Thousands of Maori are unknowingly living with a chronic disease.

It's World Hepatitis Day, and the Hepatitis Foundation says only a quarter of the 50 thousand New Zealanders living with the curable Hepatitis C have been diagnosed.

Chief executive John Hornell says about 5 percent of Maori over fifteen have incurable hepatitis B.

It can be managed with antiviral medication, but untreated it can lead to liver failure, cirrhosis and cancer.

He says risk factors include needles, including tattoos, surgery and acupuncture, working in the sex industry or health care, having family members with hepatitis, or getting a blood transfusion before 1992.

“If you think you are at risk, you must go and get tested for it, and if you’ve got it, you then have to be followed up. To ignore the problem is just as bad as not being tested. If you have Hepatitis B, there are treatments you can go on if your clinician thinks it will benefit you. The vast majority of people with Hepatitis B will live a normal healthy life,” Dr Hornell says.

The disease is hard to diagnose because of its lack of symptoms.


Old land rights protesters were out in force at Auckland Central Library this morning to open an exhibition marking the end of the Bastion Point protest 30 years ago.

That's when 700 police backed by army and navy personnel arrested 222 people who were occupying Ngati Whatua's ancestral whenua at Orakei.

Alec Hawke, who is organising events around the anniversary, says it was a defining moment in New Zealand history.

He says there were many fine photographers around to record events as they unfolded during the long occupation and the arrests.

“John Miller, Gil Hanly, we also have from people who were within the camp, Margaret Jones’ private collection, other photographers, other private whanau collections, and paraphernalia that has been collected by the library and archived, so it is a pretty comprehensive collection of photos,” Mr Hawke says.
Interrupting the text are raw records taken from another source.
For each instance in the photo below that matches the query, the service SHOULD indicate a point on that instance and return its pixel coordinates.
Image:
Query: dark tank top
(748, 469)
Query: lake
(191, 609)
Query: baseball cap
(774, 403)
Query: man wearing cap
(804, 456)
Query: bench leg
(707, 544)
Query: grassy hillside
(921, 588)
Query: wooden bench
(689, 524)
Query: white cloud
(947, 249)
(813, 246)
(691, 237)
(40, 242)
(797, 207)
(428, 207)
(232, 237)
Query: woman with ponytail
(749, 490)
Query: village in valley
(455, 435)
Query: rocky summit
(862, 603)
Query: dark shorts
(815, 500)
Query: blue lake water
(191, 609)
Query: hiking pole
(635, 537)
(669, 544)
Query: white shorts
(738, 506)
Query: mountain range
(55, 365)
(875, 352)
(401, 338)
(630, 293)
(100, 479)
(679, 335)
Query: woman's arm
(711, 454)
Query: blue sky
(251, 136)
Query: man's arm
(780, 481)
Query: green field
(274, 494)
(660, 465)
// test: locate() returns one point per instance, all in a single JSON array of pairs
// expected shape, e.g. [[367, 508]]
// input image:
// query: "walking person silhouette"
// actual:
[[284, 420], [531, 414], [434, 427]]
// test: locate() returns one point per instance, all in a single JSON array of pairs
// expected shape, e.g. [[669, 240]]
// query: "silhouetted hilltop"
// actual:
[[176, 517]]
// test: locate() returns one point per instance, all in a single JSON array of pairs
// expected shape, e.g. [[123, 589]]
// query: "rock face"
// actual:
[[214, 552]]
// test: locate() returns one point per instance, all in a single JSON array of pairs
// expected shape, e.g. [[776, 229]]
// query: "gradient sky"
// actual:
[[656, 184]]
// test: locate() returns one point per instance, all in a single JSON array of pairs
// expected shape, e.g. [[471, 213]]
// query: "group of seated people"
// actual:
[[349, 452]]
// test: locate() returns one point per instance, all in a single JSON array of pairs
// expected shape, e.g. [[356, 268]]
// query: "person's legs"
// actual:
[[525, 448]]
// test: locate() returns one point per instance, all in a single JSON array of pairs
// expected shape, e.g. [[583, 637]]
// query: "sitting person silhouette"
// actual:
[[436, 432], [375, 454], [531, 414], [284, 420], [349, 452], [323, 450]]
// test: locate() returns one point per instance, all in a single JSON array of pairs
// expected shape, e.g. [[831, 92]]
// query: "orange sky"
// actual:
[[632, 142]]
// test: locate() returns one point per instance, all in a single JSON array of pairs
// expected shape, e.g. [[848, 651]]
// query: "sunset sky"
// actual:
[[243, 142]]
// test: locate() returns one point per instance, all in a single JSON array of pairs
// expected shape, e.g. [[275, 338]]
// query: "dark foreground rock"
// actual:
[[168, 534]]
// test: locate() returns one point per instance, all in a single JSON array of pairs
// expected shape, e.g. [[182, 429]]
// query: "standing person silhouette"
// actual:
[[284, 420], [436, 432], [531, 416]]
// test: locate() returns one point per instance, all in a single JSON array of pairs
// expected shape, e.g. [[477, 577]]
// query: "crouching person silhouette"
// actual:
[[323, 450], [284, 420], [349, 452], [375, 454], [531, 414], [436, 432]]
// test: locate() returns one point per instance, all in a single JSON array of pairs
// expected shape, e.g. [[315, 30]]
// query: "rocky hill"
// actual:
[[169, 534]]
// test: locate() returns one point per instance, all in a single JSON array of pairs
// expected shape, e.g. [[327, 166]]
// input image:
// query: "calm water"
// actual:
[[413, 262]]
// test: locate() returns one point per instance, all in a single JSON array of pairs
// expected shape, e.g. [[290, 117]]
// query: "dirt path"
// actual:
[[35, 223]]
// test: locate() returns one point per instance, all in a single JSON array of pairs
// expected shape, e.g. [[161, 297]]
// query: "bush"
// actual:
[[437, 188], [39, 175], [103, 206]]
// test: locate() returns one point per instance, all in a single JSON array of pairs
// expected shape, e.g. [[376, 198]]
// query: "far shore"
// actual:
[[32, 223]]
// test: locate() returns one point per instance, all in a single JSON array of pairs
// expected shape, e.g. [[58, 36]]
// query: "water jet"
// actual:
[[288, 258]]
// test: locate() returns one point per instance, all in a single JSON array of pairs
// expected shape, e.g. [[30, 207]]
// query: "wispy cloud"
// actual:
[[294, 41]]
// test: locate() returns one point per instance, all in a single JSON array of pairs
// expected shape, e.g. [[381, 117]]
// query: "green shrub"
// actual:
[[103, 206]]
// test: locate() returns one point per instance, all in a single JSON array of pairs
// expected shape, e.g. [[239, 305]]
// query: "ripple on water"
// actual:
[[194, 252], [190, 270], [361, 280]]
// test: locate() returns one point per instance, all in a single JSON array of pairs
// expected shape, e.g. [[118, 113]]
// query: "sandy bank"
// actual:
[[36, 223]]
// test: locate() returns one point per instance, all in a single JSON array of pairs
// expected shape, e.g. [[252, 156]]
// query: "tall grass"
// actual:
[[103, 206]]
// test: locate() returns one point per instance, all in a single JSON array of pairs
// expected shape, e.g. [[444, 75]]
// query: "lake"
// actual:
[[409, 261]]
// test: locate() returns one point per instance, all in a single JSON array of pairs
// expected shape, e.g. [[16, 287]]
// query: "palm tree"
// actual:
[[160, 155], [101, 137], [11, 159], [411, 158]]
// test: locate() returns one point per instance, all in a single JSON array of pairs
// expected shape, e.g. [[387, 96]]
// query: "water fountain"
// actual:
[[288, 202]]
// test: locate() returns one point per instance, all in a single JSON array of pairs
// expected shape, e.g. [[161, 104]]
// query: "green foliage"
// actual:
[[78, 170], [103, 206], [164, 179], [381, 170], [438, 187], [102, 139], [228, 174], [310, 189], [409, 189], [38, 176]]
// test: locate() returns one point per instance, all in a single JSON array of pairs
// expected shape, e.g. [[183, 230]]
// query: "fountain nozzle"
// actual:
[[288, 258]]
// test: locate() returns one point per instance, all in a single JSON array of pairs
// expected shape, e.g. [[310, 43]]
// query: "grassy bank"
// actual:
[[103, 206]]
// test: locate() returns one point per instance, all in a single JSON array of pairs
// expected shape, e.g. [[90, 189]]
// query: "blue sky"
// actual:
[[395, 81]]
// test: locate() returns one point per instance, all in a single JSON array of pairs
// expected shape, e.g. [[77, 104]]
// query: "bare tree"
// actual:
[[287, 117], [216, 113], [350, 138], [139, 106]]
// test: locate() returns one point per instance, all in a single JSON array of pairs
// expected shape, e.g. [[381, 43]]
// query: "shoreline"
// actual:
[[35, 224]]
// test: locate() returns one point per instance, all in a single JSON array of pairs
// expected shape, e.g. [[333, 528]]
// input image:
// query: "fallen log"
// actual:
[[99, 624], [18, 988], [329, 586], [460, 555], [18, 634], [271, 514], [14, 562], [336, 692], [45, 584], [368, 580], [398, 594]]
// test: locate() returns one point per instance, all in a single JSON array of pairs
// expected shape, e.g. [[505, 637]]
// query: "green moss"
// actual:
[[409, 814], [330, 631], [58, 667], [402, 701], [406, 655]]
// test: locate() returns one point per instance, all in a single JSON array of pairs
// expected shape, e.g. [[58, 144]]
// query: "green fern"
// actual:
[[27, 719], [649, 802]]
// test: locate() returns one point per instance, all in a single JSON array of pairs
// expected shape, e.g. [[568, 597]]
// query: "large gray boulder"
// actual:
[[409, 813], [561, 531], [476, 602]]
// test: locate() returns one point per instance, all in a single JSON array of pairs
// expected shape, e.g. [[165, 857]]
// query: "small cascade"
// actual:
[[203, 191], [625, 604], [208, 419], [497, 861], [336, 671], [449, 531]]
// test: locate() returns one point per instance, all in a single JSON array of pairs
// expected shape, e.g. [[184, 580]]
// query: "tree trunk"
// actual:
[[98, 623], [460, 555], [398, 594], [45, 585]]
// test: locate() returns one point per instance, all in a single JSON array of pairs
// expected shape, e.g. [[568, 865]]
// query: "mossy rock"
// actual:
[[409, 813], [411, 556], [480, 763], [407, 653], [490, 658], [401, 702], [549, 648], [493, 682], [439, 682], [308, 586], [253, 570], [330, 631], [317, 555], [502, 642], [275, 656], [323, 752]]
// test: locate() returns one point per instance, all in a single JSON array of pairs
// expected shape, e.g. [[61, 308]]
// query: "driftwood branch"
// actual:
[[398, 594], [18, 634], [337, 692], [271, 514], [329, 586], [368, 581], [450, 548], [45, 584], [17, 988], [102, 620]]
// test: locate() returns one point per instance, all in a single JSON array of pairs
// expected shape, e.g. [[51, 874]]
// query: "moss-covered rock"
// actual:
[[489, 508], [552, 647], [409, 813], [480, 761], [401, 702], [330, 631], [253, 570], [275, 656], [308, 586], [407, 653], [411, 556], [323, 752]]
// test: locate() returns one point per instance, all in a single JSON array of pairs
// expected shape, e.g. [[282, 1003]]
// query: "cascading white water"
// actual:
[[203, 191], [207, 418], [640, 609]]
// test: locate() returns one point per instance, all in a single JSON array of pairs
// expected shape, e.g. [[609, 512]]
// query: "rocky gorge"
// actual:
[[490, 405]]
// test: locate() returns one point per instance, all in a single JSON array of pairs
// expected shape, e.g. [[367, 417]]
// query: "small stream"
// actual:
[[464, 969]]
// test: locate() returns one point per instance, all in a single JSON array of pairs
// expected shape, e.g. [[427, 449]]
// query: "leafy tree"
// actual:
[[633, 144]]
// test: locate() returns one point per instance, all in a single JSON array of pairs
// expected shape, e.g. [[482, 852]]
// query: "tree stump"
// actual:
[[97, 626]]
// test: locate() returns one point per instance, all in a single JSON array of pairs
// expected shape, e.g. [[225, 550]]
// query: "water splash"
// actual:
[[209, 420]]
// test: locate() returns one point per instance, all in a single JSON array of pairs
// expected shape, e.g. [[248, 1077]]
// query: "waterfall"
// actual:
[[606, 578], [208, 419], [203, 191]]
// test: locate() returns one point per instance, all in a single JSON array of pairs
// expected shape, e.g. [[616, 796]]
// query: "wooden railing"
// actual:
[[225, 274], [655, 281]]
Other anniversary events this week include a panel discussion at Waipapa Marae on Thursday, hui on indigenous land management of Friday and a commemoration ceremony at the marae on Sunday.


A veteran maori broadcaster says it's time for a rethink of funding for Maori radio and television.

Te Mangai Paho is tonight celebrating 500 thousand hours of Maori language broadcasting.

Derek Fox says while the funding agency can be congratulated for the amount of Maori which has been aired, its policy of only funding te reo Maori broadcasting has been detrimental to wider Maori interests.

“That was not their brief as far as I’m concerned. Now my brief was that they actually needed to get quality Maori broadcasting on the air, and if that was in the language, so be it. But what about the huge number of our people who, for reasons other than their own failures, couldn’t understand Maori. How do they get on and where do they turn to get the real story of what's happening with Maori issues,” Mr Fox says.

There needs to be a focus on quality rather than bulk funding of anything in the reo.


The president of the Forestry Institute says lack of certainty round the government's carbon trading scheme is creating unnecessary problems for Maori landowners.

Andrew McEwan says the issue was front and centre at the institute's conference in Palmerston North last weekend.

He says forestry should be an important part of New Zealand's response to climate change, but the way the government is interpreting its obligations under the Kyoto Treaty made little sense.

“It'd be much better if the government’s domestic policy was simply aligned to can we encourage more forests. And if you encourage more forests, you’ll actually do something for climate change. But I’m afraid that government policies over the past few years and the way policies have changed have discouraged more forests,” Mr McEwan says.

While Maori and Pakeha landowners face similar challenges, the complex nature of Maori land ownership means it can be hard for managers to respond quickly to changing conditions.